Global central banks have begun forming contingency plans on how they would keep financial markets working if the U.S. defaults on the world’s benchmark debt.
Policy makers discussed possible responses when they met at the International Monetary Fund’s annual meetings in Washington over the weekend, said officials who spoke on condition of anonymity because the talks were confidential. The discussions continued as policy makers headed home.
“Because in the past it’s always been sorted out is absolutely not a reason to fail to do the contingency planning,” Jon Cunliffe, who joins the Bank of England as deputy governor for financial stability next month, said in testimony to U.K. lawmakers today. “I would expect the Bank of England to be planning for it.
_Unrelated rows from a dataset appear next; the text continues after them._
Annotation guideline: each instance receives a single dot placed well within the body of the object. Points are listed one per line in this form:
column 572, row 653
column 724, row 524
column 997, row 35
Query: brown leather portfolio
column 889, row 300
I’d expect private-sector actors to be doing that, and in other countries as well.”
The initial response from the world’s central banks would likely echo that witnessed in the wake of the collapse of Lehman Brothers Holdings Inc. in 2008. Back then, policy makers pledged they they would provide ample liquidity, eased the collateral they leant against and boosted dollar swap lines with each other to ensure supply of the currency.
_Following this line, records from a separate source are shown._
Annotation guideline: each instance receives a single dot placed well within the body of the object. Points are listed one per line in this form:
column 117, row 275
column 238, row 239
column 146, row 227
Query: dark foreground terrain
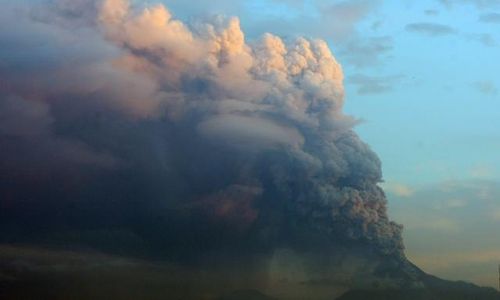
column 34, row 273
The $12 trillion of outstanding U.S. government debt is 23 times the $517 billion Lehman owed when it filed for bankruptcy on Sept. 15, 2008.
“You want the plumbing of the financial sector to keep working even with the main benchmark in default,” said Rob Wood, an economist at Berenberg Bank in London and a former official at the Bank of England. “You want to avoid a firesale of U.S. assets.”
Time is running short for U.S. politicians as they try to end a political stalemate that’s threatening to push the nation into default if the government’s borrowing authority isn’t raised before Oct. 17. President Barack Obama postponed a 3 p.m. meeting with Congressional leaders today to “allow leaders in the Senate time to continue making important progress” toward a deal, according to White House statement.
While policy makers from Japan to Saudi Arabia have expressed faith in the ability of the U.S. to pay its bills, a default would put the world in uncharted territory.
Central bankers have spent the last six years expanding their toolkit to deal with a financial crisis that began in August 2007 when tremors in the U.S. subprime mortgage market began reverberating worldwide. That turmoil deepened with the Lehman failure and was then extended by Europe’s fiscal woes.